THE verdict is out and Justice Ravi Sukul has been disbarred, sacked for misleading his clients when filing appeals in a UK jurisdiction.The facts of his disbarment tells of an attorney who takes clients’ hard-earned money, knowing fully well that he was going to court only to make an appeal for leniency. He is found guilty of not providing frank, honest, legal representation to defend his client, but would simply beg for leniency in most of his cases. He lost his licence to practise law.
Here in Guyana, such an attorney would be a mocking stock; rather, he’d be called a spineless legal practitioner, one who cannot command any legal battle for his client; one who is eager to give up the ghost. Some may say that he is a plain stupid lawyer; one who lacks toughness to fight a case. I am speaking of the ‘liar-lawyer-type’ seen ever so often in Guyana; the type who would go to any length, using every illegal act known to Man to avoid just punishment for his guilty client, but he would never be sanctioned by either the state or the toothless poodle that is the Guyana Bar Association.
The type of attorney I have described is the one that is heralded as a “good lawyer” here in Guyana. However, the legal council in England sees it differently; they categorize such attorneys as vile and corrupt, subject to disbarment. In their estimation, an attorney of such vile persuasions should not be a practising barrister in their honourable court.
Those who are familiar with British Jurisprudence would know that Mr Sukul’s disbarment was not a hasty decision-making exercise; rather, it came about after years of careful observation of this man’s conduct. It would have been based on a number of complaints brought against him, as well as those facts revealed from a series of carefully documented cases observed by the legal luminaries in London.
So, those naysayers here in Guyana who would want to make their jaundiced view public, I dare them to prove the British Law Lords wrong on this one.
I love the way some opposition members go after the Government on the Roger Khan issue, accusing them of being in collusion with the drug kingpin. However, they are deliberately hiding the fact that Khan’s attorney is languishing in prison for his illegal undercover involvement in trying to silence potential witnesses who were scheduled to testify against his client.

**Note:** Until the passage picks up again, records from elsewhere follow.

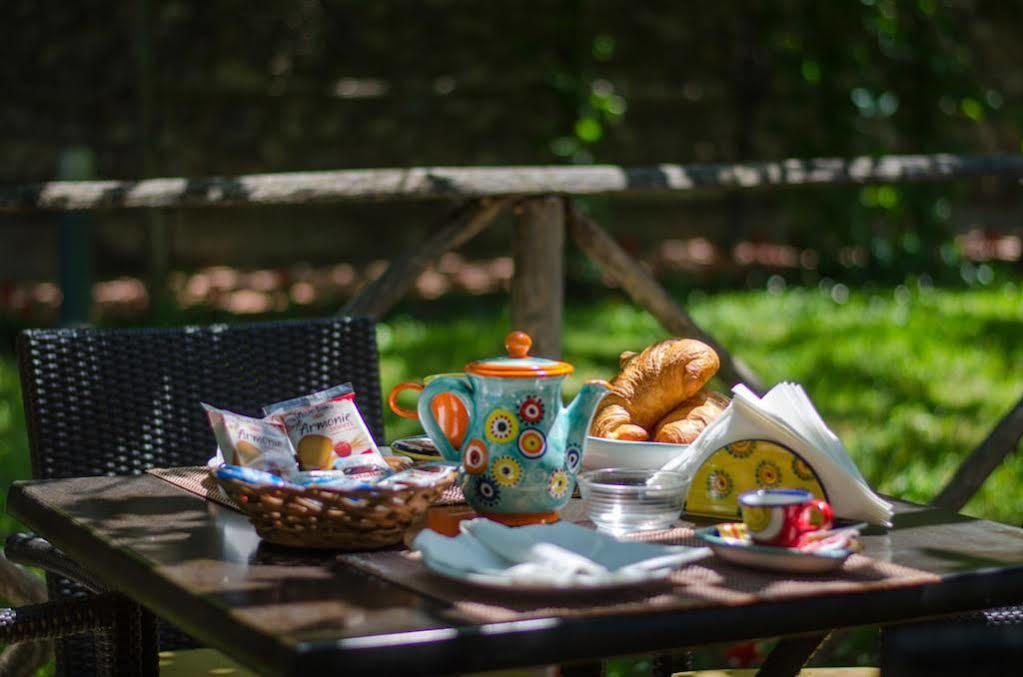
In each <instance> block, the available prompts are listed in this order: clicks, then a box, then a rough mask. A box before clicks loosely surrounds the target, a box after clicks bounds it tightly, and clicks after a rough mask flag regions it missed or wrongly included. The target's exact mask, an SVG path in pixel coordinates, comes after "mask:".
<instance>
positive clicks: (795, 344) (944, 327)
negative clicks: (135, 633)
mask: <svg viewBox="0 0 1023 677" xmlns="http://www.w3.org/2000/svg"><path fill="white" fill-rule="evenodd" d="M840 298H841V297H840ZM685 305H686V307H687V308H688V310H690V311H691V312H692V314H693V315H694V317H695V318H696V320H697V321H698V322H699V323H700V324H701V325H703V326H704V327H706V328H707V329H708V330H709V331H711V332H712V333H713V334H714V335H716V336H717V337H718V339H719V340H720V341H721V342H722V344H724V345H725V346H728V347H729V349H730V350H731V351H732V352H733V353H735V354H737V355H740V356H742V357H743V358H744V359H745V360H746V361H747V362H748V363H749V364H750V365H751V366H752V367H753V368H754V369H755V370H756V371H757V372H758V373H759V374H760V375H761V377H762V378H763V379H764V380H765V381H766V382H767V383H774V382H777V381H781V380H794V381H798V382H801V383H803V386H804V387H805V388H806V389H807V391H808V393H809V394H810V396H811V398H813V400H814V402H815V403H816V405H817V407H818V409H819V410H820V412H821V414H822V415H824V417H825V419H826V420H827V421H828V422H829V423H830V424H831V425H832V427H833V428H834V430H835V432H836V433H838V435H839V436H840V437H841V438H842V439H843V441H844V442H845V444H846V446H847V447H848V449H849V451H850V453H851V454H852V455H853V457H854V458H855V460H856V462H857V463H858V464H859V466H860V468H862V470H863V472H864V475H865V476H866V477H868V479H869V480H870V481H871V482H872V483H873V484H874V486H875V487H876V488H877V489H879V490H880V491H883V492H886V493H890V494H893V495H896V496H900V497H903V498H907V499H911V500H918V501H928V500H929V499H931V498H932V497H933V496H934V495H935V493H936V492H937V491H938V490H939V489H940V488H941V486H943V484H944V483H945V482H947V480H948V478H949V477H950V476H951V473H952V472H953V470H954V469H955V468H957V467H958V466H959V464H960V462H962V460H963V459H964V458H965V457H966V455H967V454H968V453H969V452H970V450H972V449H973V448H974V447H975V446H976V445H977V444H978V443H979V442H980V441H981V440H982V439H983V438H984V436H985V435H986V434H987V433H988V431H989V430H990V428H991V426H992V425H993V424H994V423H995V421H997V420H998V418H999V417H1000V416H1002V415H1003V414H1004V413H1005V412H1006V411H1007V410H1008V409H1009V407H1011V406H1012V405H1013V404H1014V403H1015V402H1016V401H1017V400H1018V399H1019V397H1020V395H1021V394H1023V342H1020V341H1018V339H1017V336H1018V335H1019V333H1020V328H1021V327H1023V303H1021V294H1020V290H1019V289H1018V288H1017V287H1016V286H1015V285H1013V284H1007V285H1004V286H1002V287H999V288H983V289H969V290H966V289H963V290H946V289H928V288H922V289H914V290H910V289H906V288H904V287H899V288H896V289H887V290H884V291H872V292H853V294H851V295H850V296H849V298H848V300H846V301H845V302H844V303H841V304H840V303H836V302H835V301H833V299H832V297H831V296H830V295H829V294H827V292H825V291H820V290H817V289H790V290H787V291H784V292H781V294H776V295H771V294H768V292H764V291H741V292H728V294H719V295H715V296H713V297H707V296H703V295H699V294H691V295H690V297H688V299H687V300H686V304H685ZM568 306H569V307H568V308H567V311H566V317H565V336H564V342H565V348H564V353H565V357H566V359H568V360H570V361H572V362H573V363H574V364H575V365H576V373H575V374H573V375H572V376H571V377H570V378H569V380H568V382H567V385H566V395H567V396H569V397H571V396H572V395H574V394H575V392H577V391H578V389H579V387H580V386H581V383H582V382H583V381H584V380H585V379H587V378H592V377H603V378H607V377H610V376H612V375H614V373H615V372H616V366H617V363H618V354H619V353H620V352H622V351H624V350H638V349H640V348H642V347H643V346H646V345H648V344H650V343H652V342H654V341H657V340H659V339H662V337H664V336H665V335H666V334H665V332H664V330H663V329H662V328H661V327H660V326H659V325H658V323H657V322H656V321H655V320H654V319H653V318H652V317H651V316H650V315H649V314H647V313H646V312H643V311H641V310H639V309H637V308H636V307H634V306H633V305H631V304H630V303H628V302H627V301H625V300H623V299H620V298H614V297H613V298H605V299H602V300H593V301H587V302H578V301H573V302H570V303H569V304H568ZM448 317H450V318H452V319H447V318H448ZM188 319H189V321H192V318H188ZM508 324H509V320H508V310H507V307H506V303H505V302H504V301H503V300H501V301H494V300H492V299H488V300H485V301H482V302H480V301H474V302H473V303H472V305H466V303H463V302H461V301H451V302H446V301H442V302H437V303H435V304H429V305H425V306H417V307H410V308H408V309H406V311H405V312H403V313H402V314H399V315H397V316H395V317H393V318H392V319H390V320H388V321H386V322H384V323H382V324H381V325H380V329H379V334H377V337H379V342H380V351H381V369H382V381H383V387H384V394H385V395H386V394H387V393H388V391H390V389H391V388H392V387H393V386H394V385H396V383H398V382H400V381H402V380H406V379H410V378H417V377H419V376H422V375H426V374H430V373H438V372H444V371H452V370H457V369H460V368H461V367H462V366H463V365H464V364H465V363H466V362H469V361H471V360H472V359H475V358H478V357H483V356H489V355H495V354H498V353H499V352H500V351H501V345H502V342H503V336H504V334H505V332H506V331H507V328H508ZM386 416H387V418H386V424H387V432H388V437H389V439H394V438H397V437H401V436H404V435H410V434H413V433H416V432H418V424H417V423H416V422H415V421H410V420H405V419H401V418H398V417H397V416H394V415H393V414H391V413H390V412H387V414H386ZM29 472H30V464H29V454H28V442H27V439H26V433H25V419H24V415H23V411H21V404H20V400H19V389H18V383H17V372H16V369H15V367H14V362H13V358H12V357H11V356H9V355H2V356H0V488H2V490H3V495H4V496H5V495H6V488H7V487H8V486H9V484H10V482H12V481H13V480H16V479H21V478H27V477H29ZM1021 483H1023V454H1019V453H1017V454H1014V455H1013V456H1011V457H1010V458H1009V459H1008V461H1007V462H1006V463H1004V464H1003V465H1002V466H1000V467H999V468H998V469H997V470H996V471H995V472H994V475H993V476H992V477H991V478H990V479H989V480H988V481H987V482H986V483H985V485H984V487H983V489H982V490H981V491H980V493H979V494H978V495H977V496H976V497H975V498H974V499H973V500H972V501H971V502H970V503H969V505H968V506H967V508H966V511H967V512H969V513H971V514H974V515H978V516H983V517H987V518H991V520H997V521H1000V522H1007V523H1010V524H1015V525H1019V524H1021V523H1023V504H1020V503H1019V501H1016V500H1015V499H1014V498H1013V497H1015V496H1017V495H1018V494H1019V488H1020V485H1021ZM15 527H16V525H15V524H14V523H13V521H12V520H10V517H8V516H7V515H6V514H5V513H4V514H3V516H0V529H2V530H3V532H4V534H3V535H6V533H8V532H9V531H11V530H12V529H14V528H15ZM860 634H861V635H862V636H860V635H856V636H853V637H851V638H847V639H846V640H845V641H844V642H843V643H842V644H841V646H840V647H838V648H837V649H836V650H835V652H834V655H833V656H832V657H830V658H831V659H833V660H832V661H831V665H855V664H864V663H870V662H871V660H874V659H876V657H874V659H872V656H871V652H872V651H873V650H874V649H873V641H874V635H873V634H871V633H870V632H865V633H860ZM864 657H865V658H864ZM715 659H720V657H716V655H715ZM620 663H621V662H620ZM626 664H628V665H626ZM719 664H720V661H719V660H717V661H716V662H715V661H713V660H712V661H711V662H710V663H709V664H708V665H719ZM615 665H618V664H615ZM637 665H638V664H637ZM622 666H626V667H628V666H632V664H631V663H629V662H625V663H621V666H618V667H619V668H622ZM612 667H615V666H614V665H613V666H612ZM633 668H635V666H632V667H628V670H625V668H622V669H621V670H618V669H617V668H616V669H615V670H613V671H612V672H615V674H619V673H620V674H631V673H629V670H633Z"/></svg>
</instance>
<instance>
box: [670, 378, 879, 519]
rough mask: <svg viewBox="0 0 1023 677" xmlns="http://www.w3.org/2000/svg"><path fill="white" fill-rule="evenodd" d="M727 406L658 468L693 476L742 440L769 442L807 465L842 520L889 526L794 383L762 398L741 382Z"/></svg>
mask: <svg viewBox="0 0 1023 677" xmlns="http://www.w3.org/2000/svg"><path fill="white" fill-rule="evenodd" d="M732 396H733V397H732V400H731V404H729V405H728V407H727V408H726V409H725V410H724V413H722V414H721V415H720V416H718V417H717V418H716V419H715V420H714V421H713V422H712V423H711V424H710V425H708V426H707V428H706V430H705V431H704V432H703V434H702V435H701V436H700V437H699V438H697V439H696V440H695V441H694V442H693V444H692V445H691V446H690V448H688V450H687V453H685V454H682V455H680V456H677V457H675V458H673V459H671V460H670V461H668V462H667V463H666V464H665V465H664V467H663V468H662V469H665V470H678V471H680V472H682V473H683V475H684V473H695V472H696V471H697V470H698V469H699V468H700V466H701V465H702V464H703V463H704V461H706V460H707V459H708V458H709V457H710V456H711V454H713V453H714V452H715V451H717V450H718V449H720V448H722V447H724V446H725V445H727V444H730V443H732V442H739V441H741V440H771V441H773V442H777V443H779V444H781V445H784V446H786V447H788V448H790V449H792V450H793V451H795V452H796V453H797V454H799V455H800V456H801V457H802V458H803V460H805V461H806V462H807V463H809V464H810V466H811V467H812V468H813V470H814V471H815V472H816V473H817V477H818V478H819V480H820V484H822V485H824V487H825V490H826V491H827V492H828V501H829V502H830V503H831V505H832V507H833V508H834V510H835V514H836V515H838V516H840V517H846V518H849V520H857V521H863V522H869V523H871V524H876V525H885V526H891V518H892V504H891V503H889V502H888V501H886V500H884V499H883V498H881V497H880V496H878V495H877V494H876V493H875V492H874V490H873V489H871V486H870V485H869V484H868V483H866V480H865V479H864V478H863V475H862V472H860V471H859V468H858V467H856V464H855V462H853V460H852V457H851V456H849V452H848V451H846V448H845V445H843V444H842V441H841V440H839V439H838V436H836V435H835V434H834V433H832V431H831V430H830V428H829V427H828V425H827V424H826V423H825V421H824V419H822V418H821V417H820V414H819V413H817V410H816V408H815V407H814V406H813V403H812V402H810V398H809V397H808V396H807V395H806V392H805V391H804V390H803V388H802V387H801V386H799V385H798V383H779V385H777V386H775V387H774V388H772V389H771V390H770V392H768V393H767V394H766V395H764V396H763V397H762V398H758V397H757V396H756V394H755V393H753V392H752V391H750V390H749V389H748V388H746V387H745V386H743V385H742V383H740V385H739V386H736V387H735V388H733V389H732Z"/></svg>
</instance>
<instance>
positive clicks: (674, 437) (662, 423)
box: [654, 391, 728, 444]
mask: <svg viewBox="0 0 1023 677" xmlns="http://www.w3.org/2000/svg"><path fill="white" fill-rule="evenodd" d="M727 406H728V398H726V397H725V396H723V395H721V394H720V393H715V392H713V391H700V392H699V393H697V394H696V395H694V396H693V397H691V398H690V399H688V400H686V401H685V402H682V403H681V404H680V405H678V406H677V407H675V408H674V409H672V410H671V411H669V412H668V413H667V414H666V415H665V416H664V418H662V419H661V420H660V422H658V424H657V426H656V427H655V428H654V442H667V443H669V444H692V442H693V441H694V440H696V439H697V438H698V437H700V434H701V433H703V432H704V428H706V427H707V426H708V425H710V423H711V421H712V420H714V419H715V418H717V417H718V416H720V415H721V412H722V411H724V408H725V407H727Z"/></svg>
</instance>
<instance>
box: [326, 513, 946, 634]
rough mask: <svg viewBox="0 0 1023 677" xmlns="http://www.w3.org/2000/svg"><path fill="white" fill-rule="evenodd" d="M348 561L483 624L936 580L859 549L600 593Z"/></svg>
mask: <svg viewBox="0 0 1023 677" xmlns="http://www.w3.org/2000/svg"><path fill="white" fill-rule="evenodd" d="M634 538H635V539H636V540H643V541H651V542H656V543H664V544H666V545H692V546H701V545H702V543H701V542H700V541H698V540H697V539H696V538H695V536H694V528H693V526H692V525H690V524H685V523H680V524H679V526H677V527H676V528H674V529H670V530H665V531H661V532H650V533H647V534H642V535H637V536H636V537H634ZM340 559H341V560H342V561H345V562H347V563H349V565H351V566H353V567H356V568H358V569H360V570H362V571H364V572H367V573H369V574H372V575H374V576H377V577H380V578H383V579H385V580H386V581H388V582H390V583H393V584H395V585H400V586H403V587H405V588H409V589H411V590H413V591H415V592H417V593H419V594H424V595H427V596H430V597H434V598H437V599H440V600H442V601H445V602H448V603H450V604H451V605H452V606H453V607H454V608H455V610H457V611H458V612H461V613H462V614H464V615H465V616H469V617H471V618H473V619H476V620H478V621H481V622H499V621H517V620H526V619H532V618H548V617H559V616H562V617H565V616H605V615H611V614H615V615H618V614H628V613H640V612H651V611H666V610H679V608H696V607H699V606H716V605H743V604H752V603H755V602H760V601H781V600H786V599H797V598H800V597H810V596H818V595H832V594H841V593H851V592H860V591H865V590H878V589H885V588H895V587H903V586H914V585H923V584H925V583H933V582H936V581H938V580H939V578H938V577H937V576H935V575H933V574H930V573H928V572H923V571H919V570H916V569H909V568H907V567H902V566H899V565H893V563H891V562H886V561H880V560H877V559H872V558H871V557H866V556H863V555H859V554H854V555H852V556H850V557H849V558H848V559H847V560H846V561H845V563H844V566H843V568H842V569H841V570H840V571H838V572H835V573H833V574H822V575H821V574H817V575H805V576H801V575H796V574H774V573H770V572H761V571H757V570H754V569H746V568H743V567H736V566H733V565H729V563H727V562H725V561H723V560H720V559H718V558H717V557H715V556H714V555H710V556H708V557H707V558H706V559H702V560H700V561H697V562H694V563H692V565H687V566H685V567H683V568H681V569H679V570H678V571H677V572H675V573H674V574H672V576H671V577H670V578H669V579H668V580H667V581H665V582H664V583H661V584H655V585H652V586H648V587H641V588H634V589H628V590H621V591H616V592H598V593H579V592H576V593H567V594H548V593H536V592H524V591H522V590H508V591H506V592H505V591H496V590H491V589H487V588H483V587H479V586H471V585H468V584H463V583H458V582H454V581H449V580H447V579H445V578H442V577H440V576H438V575H436V574H433V573H432V572H430V571H429V570H428V569H427V568H426V567H425V566H424V565H422V563H421V561H420V560H419V556H418V554H417V553H414V552H411V551H408V550H404V549H402V550H386V551H377V552H361V553H348V554H343V555H340Z"/></svg>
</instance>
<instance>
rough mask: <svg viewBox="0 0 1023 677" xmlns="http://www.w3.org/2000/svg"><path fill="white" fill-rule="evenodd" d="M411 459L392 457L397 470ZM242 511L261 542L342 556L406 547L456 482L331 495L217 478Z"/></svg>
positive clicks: (408, 486)
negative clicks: (418, 524)
mask: <svg viewBox="0 0 1023 677" xmlns="http://www.w3.org/2000/svg"><path fill="white" fill-rule="evenodd" d="M407 461H408V459H404V458H397V457H392V456H389V457H388V462H389V463H390V464H391V465H392V466H395V467H398V466H399V465H401V464H403V463H407ZM217 482H218V484H220V486H221V487H222V488H223V489H224V491H226V492H227V493H228V495H230V497H231V498H233V499H234V501H235V502H236V503H237V504H238V505H239V506H241V509H242V510H244V512H246V514H247V515H248V516H249V521H250V522H252V523H253V526H254V527H255V528H256V533H258V534H259V536H260V538H262V539H263V540H264V541H267V542H269V543H274V544H276V545H287V546H292V547H302V548H329V549H337V550H372V549H375V548H383V547H387V546H389V545H395V544H397V543H401V539H402V535H403V534H404V533H405V530H406V529H407V528H408V526H409V525H411V524H412V522H413V521H414V520H415V518H416V517H418V516H419V515H420V514H422V513H424V512H425V511H426V509H427V508H428V507H430V504H431V503H433V502H434V501H436V500H437V499H438V498H439V497H440V495H441V494H442V493H444V490H445V489H447V488H448V487H450V486H451V484H452V483H453V482H454V476H451V477H449V478H447V479H446V480H444V481H443V482H440V483H438V484H436V485H434V486H432V487H412V486H408V485H402V486H397V487H393V488H386V489H376V488H370V489H356V490H351V491H328V490H325V489H317V488H316V487H306V488H305V489H302V490H301V491H299V490H296V489H292V488H287V487H255V486H253V485H249V484H246V483H242V482H237V481H235V480H223V479H220V478H217Z"/></svg>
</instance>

Simels was audio-taped saying that potential witnesses should be “neutralized”, a word used in legal circles to mean “killed”. Simmels was sure to put this plan into action, but for the timely revelation of an audio tape. This corrupt attorney is now in jail. If I am not mistaken, he was given more jail time than his client, Khan. So, even the American legal system, which is oftentimes suspect in its judgments, is telling us here that we need to measure up to a higher level.
Yet we can remember another opposition lawyer was caught on tape, along with a then police commissioner, discussing the cover-up of crimes such as murder and planting drugs on someone, with no adverse consequences to them.
So, let us focus for a moment on Guyana and the actions of Attorney at Law, Nigel Hughes, who is known to have broken every rule in the book when it comes to legal representation for his clients, chief of which is the failure to disclose his relations with a jury foreman in a high-profile murder case. Right now, he is embroiled in a bitter lawsuit with school owner, Mayfield French, popularly called ‘Mae’s’, wherein he is alleged to have misled the client into believing that a property she bought from him was free of debt when, to the contrary, said property was hugely in debt and should not have been sold.
A property that has a huge lien on it must not be sold. Hughes knows this all too well, being a practising lawyer of many years. But, he is so accustomed to carrying out these practices that it seems hard for him to stop now. It is absolutely amazing the things that are allowed, and the people that can do it in a country called Guyana. I make mention of the dastardly deeds allegedly committed by Attorney-at-Law Nigel Hughes; and why he is not disbarred or languishing in prison is anyone’s guess.
He knows he can get away with it, because those in the criminal community and the corrupt Bar Association are in collusion with him, the reasons being that Hughes is supposedly standing up for the “rights of the Black Man”. Well, I have news for them: I would like them to take a page out of the British Law Books and come up to a higher rung in the legal ladder.
The scenario I have painted earlier speaks of a legal system that has standards, and holds high the things that are considered sacred. The British are upholders of high ideals, while in the Caribbean, we look up to corrupt attorneys and seek ways in which to accommodate them.
The Guyana system, where the discipline of rogue attorneys are concerned, paints an ugly picture; one that reeks of corruption. The more you are corrupt, the higher you go; the more you are esteemed. It is high time for this nonsense to stop.
I close by saying this: Seeing that Justice Ravi Sukul was disbarred from serving at the local Bar here, what is the position of Nigel Hughes? What goes for Sukul should also be applied to Hughes, because no one should be above the law.
The Bar Association in Guyana is not going to do it; so I call on the attorney general to take the initiative and have this matter tabled in the High Court, and see to it that this man be disbarred, if not incarcerated. Minister Nandlall needs to see to it that some respectability is brought back into our courts.